Elizabeth Hart Thwaites (1772–1833) was an Antiguan writer of biographies and Methodist histories, religious leader, and abolitionist who worked closely with her sister, Anne Hart Gilbert. The two women, working within the Methodist church became two of the first female African Caribbean writers and the first educators of slaves and free blacks in the Caribbean. In 1815, they established the Female Refugee Society, which gave instruction and moral education to enslaved women. The sisters were outspoken opponents of slavery and supporters of women's education and total emancipation, and chose in 1786 to break societal norm by becoming baptized Methodists, renouncing their life of comfort, and marrying Methodist missionaries.

==Biography==
Elizabeth Hart was born in 1772 to Barry Conyers Hart, a wealthy black Antiguan planter and slaveholder, a year before Anne Hart's birth. (Note: There is some dispute over the birth dates of the Sisters Hart. Ferguson's 1998 book claims that Anne was born in 1768 and Elizabeth in 1771, and M'Baye agrees.
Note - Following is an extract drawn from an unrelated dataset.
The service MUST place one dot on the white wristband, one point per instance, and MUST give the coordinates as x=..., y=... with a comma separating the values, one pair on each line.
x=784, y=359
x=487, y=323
Contrarily, Ferguson's earlier book in 1993, Mendez, Cueto & Rodríguez, Moore, Brooks & Wigginton, and O'Callaghan claim the dates of birth as being Elizabeth 1772, Anne 1773. This article will use the latter dates.) Elizabeth and Anne were thus born into a small but rich and powerful circle of Anglican aristocrats. Conyers Hart, himself a freed slave, was humane to his slaves, whom he did not like to punish, and helped them whenever he could with things such as manumission papers without fee. Because of his heightened social stance, Conyers Hart was able to secure a decent education for his daughters.